Il carcinoma della cervice, più comunemente chiamato cancro cervicale, è stato fino agli anni '50 la causa principale di morte fra le donne. Ma, grazie all'introduzione del Pap test, i tassi di mortalità di questa malattia si sono ridotti del 99 per cento nelle popolazioni in cui le donne possono accedere a screening regolari. La diffusione del Pap test ha ridotto il numero di donne che muoiono ogni anno di cancro cervicale a circa 4.000 negli Stati Uniti e meno di mille in Italia.
L'avvento del Pap test segna una pietra miliare nella prevenzione di questo tumore. Certo, persistono ancora molte ragioni per cui il test può risultare poco efficace: dimenticarsi di farlo con regolarità, oppure errori di interpretazioni o di analisi da parte dei medici. Ecco perché c'è ancora molto da fare per migliorare i metodi di screening.
Oggigiorno, la donne in Europa Occidentale e in America praticano il Pap test attraverso la rimozione di alcune cellule dalla cervice dell'utero e l'invio delle stesse al laboratorio di analisi dove vengono sottoposte a controllo da un anatomopatologo per verificarne eventuali anomalie. Questo processo può prendere diversi giorni. Dall'altra parte, pur richiedendo anch'esso un prelevamento di tessuti cellulari, l'analisi del DNA permette, grazie all'utilizzo di un macchinario che sfrutta i reagenti, risultati più rapidi ed evita i possibili errori umani dell'anatomopatologo.
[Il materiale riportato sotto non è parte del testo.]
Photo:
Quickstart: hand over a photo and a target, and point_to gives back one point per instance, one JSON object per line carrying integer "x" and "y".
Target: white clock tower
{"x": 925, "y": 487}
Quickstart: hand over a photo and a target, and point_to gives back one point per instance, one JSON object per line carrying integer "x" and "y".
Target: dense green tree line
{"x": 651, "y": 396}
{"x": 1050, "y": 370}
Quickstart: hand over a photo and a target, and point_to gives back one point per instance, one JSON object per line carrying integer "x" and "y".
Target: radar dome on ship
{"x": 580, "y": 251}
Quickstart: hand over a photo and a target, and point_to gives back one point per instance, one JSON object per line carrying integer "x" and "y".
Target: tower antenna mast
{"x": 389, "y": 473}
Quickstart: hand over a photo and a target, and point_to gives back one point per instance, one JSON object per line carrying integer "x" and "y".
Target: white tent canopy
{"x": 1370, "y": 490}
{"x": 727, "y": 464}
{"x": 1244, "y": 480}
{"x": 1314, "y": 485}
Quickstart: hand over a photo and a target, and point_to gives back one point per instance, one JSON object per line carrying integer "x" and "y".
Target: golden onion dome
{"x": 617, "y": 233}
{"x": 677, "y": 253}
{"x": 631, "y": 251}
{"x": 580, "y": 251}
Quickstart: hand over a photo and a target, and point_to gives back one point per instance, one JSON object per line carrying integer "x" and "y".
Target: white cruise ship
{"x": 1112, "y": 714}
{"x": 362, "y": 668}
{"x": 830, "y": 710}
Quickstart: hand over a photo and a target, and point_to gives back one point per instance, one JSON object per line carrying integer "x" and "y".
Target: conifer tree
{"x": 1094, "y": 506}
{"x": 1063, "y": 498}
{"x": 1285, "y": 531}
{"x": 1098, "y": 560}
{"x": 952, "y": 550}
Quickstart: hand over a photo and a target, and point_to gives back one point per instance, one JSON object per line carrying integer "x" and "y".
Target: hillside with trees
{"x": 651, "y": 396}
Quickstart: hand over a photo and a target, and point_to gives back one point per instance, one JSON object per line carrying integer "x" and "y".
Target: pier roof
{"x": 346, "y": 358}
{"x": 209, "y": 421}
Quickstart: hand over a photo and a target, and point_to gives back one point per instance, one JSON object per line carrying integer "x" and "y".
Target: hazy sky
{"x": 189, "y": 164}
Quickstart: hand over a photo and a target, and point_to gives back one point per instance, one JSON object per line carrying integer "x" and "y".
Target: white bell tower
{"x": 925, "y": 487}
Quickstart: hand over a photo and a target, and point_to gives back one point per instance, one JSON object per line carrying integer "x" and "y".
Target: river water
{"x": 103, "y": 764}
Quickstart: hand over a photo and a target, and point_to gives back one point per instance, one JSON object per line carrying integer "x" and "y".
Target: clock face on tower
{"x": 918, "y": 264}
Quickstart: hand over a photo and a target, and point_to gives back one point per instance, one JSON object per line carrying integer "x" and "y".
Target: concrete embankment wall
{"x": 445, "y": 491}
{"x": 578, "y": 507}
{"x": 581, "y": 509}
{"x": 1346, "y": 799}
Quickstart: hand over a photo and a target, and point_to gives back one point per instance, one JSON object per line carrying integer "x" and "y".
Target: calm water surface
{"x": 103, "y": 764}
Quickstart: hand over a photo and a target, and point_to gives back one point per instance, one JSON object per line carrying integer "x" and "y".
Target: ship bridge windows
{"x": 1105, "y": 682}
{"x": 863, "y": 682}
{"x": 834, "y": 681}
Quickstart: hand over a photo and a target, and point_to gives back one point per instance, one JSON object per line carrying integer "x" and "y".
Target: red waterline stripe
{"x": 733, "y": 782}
Nei paesi meno industrializzati, le donne hanno raramente la possibilità di sottoporsi a controlli di routine, a causa dei costi elevati e dalla mancanza di anatomopatologhi preparati. Spesso chi prova a fare le analisi viene mandato indietro molte volte a causa di questi problemi. In alcuni di questi paesi, però, le donne hanno a disposizione una tecnica che permette all'operatore sanitario di effettuare uno screening tamponando la cervice con l'aceto e utilizzando uno speciale fascio di luce che evidenzia in bianco le parti che sono eventualmente lesionate e che possono essere precancerose. Se vengono rilevate, si procede ad asportarle.
Oggi, un nuovo test del DNA sembra aprire nuove strade per individuare il papillomavirus che è la principale causa del cancro cervicale e sembra risolvere molti problemi del Pap test. Oltre a salvare più vite umane, infatti, gli scienziati pensano che con questo metodo le donne sopra i 30 anni potranno evitare di sottoporsi a un controllo annuale, per servirsi del test del DNA una volta ogni 3, 5 o addirittura 10 anni.
I dati supportano questa ipotesi che è confermata da 130 studi su 130,746 donne in India che hanno già provato come un semplice test del DNA possa essere più efficace nel prevenire il cancro e salvare delle vite rispetto a qualsiasi altro metodo. Lo studio cofinanziato dalla Bill and Melinda Gates Foundation è stato pubblicato dal New England Journal of Medicine.
All'inizio dello studio nel 1999, donne fra i 30 e i 59 anni, provenienti da 497 diversi villaggi, sono state divise in quattro gruppi. Le partecipanti al primo gruppo sono state portate in cliniche rurali e invitate a recarsi nel più vicino ospedale per lo screening. Un altro gruppo è stato sottoposto direttamente al Pap test, mentre il terzo gruppo veniva controllato attraverso il metodo dell'aceto e dei fasci luminosi, l'ultimo gruppo era controllato attraverso il test del DNA. Negli otto anni seguenti, si è monitorato il tasso di avanzamento dei tumori alla cervice e dei decessi per lo stesso, il primo e il terzo gruppo non mostravano modifiche di rilevo rispetto al passato, il gruppo sottoposto a Pap test registrava la diminuzione di un quarto nei decessi, quello del DNA una diminuzione della metà. E' importante rilevare che nessuna delle donne risultate negative al test del DNA sviluppava poi il cancro. Prova ulteriore della bontà e dell'efficacia nel tempo dei test del DNA.
Il cancro cervicale è al secondo posto per diffusione fra i tumori genitali negli Stati uniti e in Europa. E' causato quasi sempre dall'aggressione dovuta al papillomavirus che si contrae attraverso l'attività sessuale ed è estremamente comune, ma che nel 90 per cento dei casi si risolve autonomamente, con il semplice intervento del sistema immunitario, senza particolari trattamenti.